How Bottled Water Works

by:Petolar     2020-09-10
Dispute: insufficient
Regulation and misperception, if we
Check the main reason why people drink bottled water instead of tap water-
Taste, pure, healthy-
The controversy began to become apparent.
FDA bans bottled food
Water manufacturers suggest that their water is \"safer\" or \"purer\" than any other type of water, which means it is difficult to quantify.
In any case, many bottles
People who drink water believe that what they drink is healthier than tap water.
In fact, as long as there is no high level of harmful contaminants in the water, all the water is \"healthy\" and the tap water is not.
On May 2005, ABC News program \"20/20\" sent five different national brands of bottled water and a sample of tap water taken from a New York City water dispenser for testing to a microbiology.
The laboratory tested pollutants that could cause the disease, suchcoli.
The results showed that there was no difference in unhealthy contaminants between bottled water and tap water.
So maybe it\'s a semantic problem, but the problem seems to be more pure than healthy: some bottled water has less total dissolved solids than tap water, but most scientists think, the content of dissolved solids in tap water is harmless to human health.

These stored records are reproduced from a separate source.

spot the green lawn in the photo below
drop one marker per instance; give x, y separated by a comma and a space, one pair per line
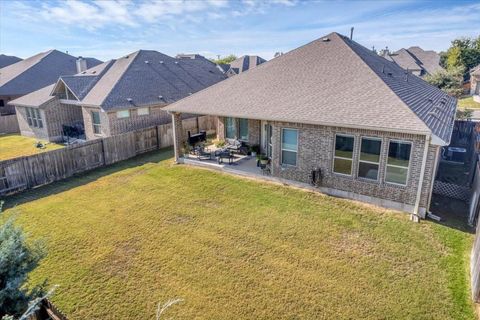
14, 145
468, 103
123, 238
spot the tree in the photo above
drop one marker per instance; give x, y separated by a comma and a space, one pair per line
463, 53
226, 60
450, 81
17, 259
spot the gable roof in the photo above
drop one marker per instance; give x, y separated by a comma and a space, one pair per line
149, 77
416, 59
8, 60
34, 99
245, 63
38, 71
331, 81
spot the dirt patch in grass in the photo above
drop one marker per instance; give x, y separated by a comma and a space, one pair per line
236, 248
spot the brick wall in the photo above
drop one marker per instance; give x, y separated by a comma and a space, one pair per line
87, 122
58, 114
157, 116
30, 131
316, 149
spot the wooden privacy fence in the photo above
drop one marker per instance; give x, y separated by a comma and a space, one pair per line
29, 172
9, 124
475, 266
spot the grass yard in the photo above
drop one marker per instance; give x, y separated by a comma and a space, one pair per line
468, 103
14, 145
123, 238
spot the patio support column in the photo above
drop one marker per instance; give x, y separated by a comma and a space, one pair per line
177, 135
415, 216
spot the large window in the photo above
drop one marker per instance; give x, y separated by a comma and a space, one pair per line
34, 117
289, 146
369, 161
243, 128
97, 126
230, 128
343, 158
123, 114
398, 162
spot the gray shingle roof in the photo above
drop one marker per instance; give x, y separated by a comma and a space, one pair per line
151, 78
245, 63
334, 82
416, 59
38, 71
8, 60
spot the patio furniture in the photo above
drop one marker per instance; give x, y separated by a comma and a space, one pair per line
224, 154
265, 168
236, 146
202, 153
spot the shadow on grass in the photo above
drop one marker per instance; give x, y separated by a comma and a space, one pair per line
454, 213
86, 177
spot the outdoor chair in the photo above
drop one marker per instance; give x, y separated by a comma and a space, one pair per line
236, 146
224, 154
203, 153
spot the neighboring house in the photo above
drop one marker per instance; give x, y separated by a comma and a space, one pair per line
115, 97
475, 83
37, 72
242, 64
374, 131
8, 60
415, 59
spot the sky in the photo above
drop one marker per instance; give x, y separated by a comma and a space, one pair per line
108, 29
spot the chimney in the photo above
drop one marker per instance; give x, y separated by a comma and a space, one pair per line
81, 64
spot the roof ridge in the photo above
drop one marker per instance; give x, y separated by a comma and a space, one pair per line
136, 53
344, 41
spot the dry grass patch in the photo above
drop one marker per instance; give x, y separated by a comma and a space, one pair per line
123, 238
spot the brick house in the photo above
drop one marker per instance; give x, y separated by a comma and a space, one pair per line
36, 72
117, 96
372, 129
475, 83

In some cases, in some points, when it comes to dissolving solids, more is actually more.
People who drink mineral water may be drinking mineral water because they think the higher mineral content in the water is good for their health.
In the case of mineral water, it may just be that water is healthier than tap water.
On the other hand, an interesting point to note is that if there is no fluorine recommended by the American Dental Association in the water, many cities will add fluorine in the water (0. 7 to 1. 2 ppm)
Help people keep their teeth healthy.
Therefore, people who don\'t drink tap water may get less fluoride than people who drink tap water.
Dentists warn that in the long run this can cause more dental problems for people who only drink bottled water without any or enough fluoride (
Some bottled water leaves fluoride in the water after processing, or is added as a beneficial mineral).
Of course, the health of fluorine-
Rich water is always in the debate, so \"health\" is ultimately a subjective quality.
On the other hand, purity can be quantified.
If someone is looking for purity, the choice of pure water may be shipped.
The total dissolved solid content of pure water is less than 10 ppm, which is quite close to the ordinary h20.
On the other hand, if someone defines \"pure\" as \"safe\", we go back to the health issues discussed above.
Bottled water usually tests harmful contaminants at most once a week.
Municipal water supply is tested hundreds of times a month.
Tap water may not be very clear and may also have a slight residual chlorine flavor, but according to the Minnesota Department of Health, these are simply aesthetic qualities that do not show that water is unsafe.
Bottled water--
Even pure water-
There is no need for no contaminants at all.
It must be below the FDA-
Allowed and/or state-
Allowable levels of certain contaminants.
So all we have left is the taste.
Many people who drink bottled water report that taste is the main reason for their bias ---
They just think bottled water is better than tap water.
This is entirely possible in some cases.
Since many cities disinfect tap water with chlorine treatment, the aftertaste in tap water is common.
The tap water in some cities tastes poor, although it is very safe due to the high content of certain minerals.
But there are a few very few.
A scientific, blind taste test found that most people-
Or most people in New York City, more accurately ---
Once both tap water and bottled water are placed in the same container, the difference between them cannot be distinguished.
In one of the tests, \"20/20\" continued the testing of tap water and bottled water, with randomly selected people tasting six different types of water, five popular bottled water, and New York City tap water, and rate them as \"bad\", \"average\" or \"good \".
\"New York City\'s tap water ranks third, winning two bottles of bottled water.
ABC\'s Good Morning America conducted a similar test on its studio audience and achieved similar results.
Perhaps the most scientific conclusion that can be drawn from these tests is that New York City obviously does a very good job in running water.
Taste tests across the country may have different results.
One of the most serious arguments against bottled water concerns federal regulations or the lack of them.
Some believe that bottled water for the specific purpose of human consumption should face exactly the same regulations as municipal water for human consumption, whether or not the FDA considers it a dangerous product.
Another major regulatory issue is that FDA regulations apply only to bottled water transported between states.
If a company produces and sells bottled water that borders a country that is one of the 10 countries that do not regulate bottled water, that company\'s products are not supervised at all.
Unless it voluntarily complies with the rules of the trade organization.
This is voluntary.
In addition to safety regulations and misconceptions from consumers in general, marketing efforts in bottles may or may not fuel these misconceptions
Other major allegations against the industry can be summed up in two words: environmental nightmare.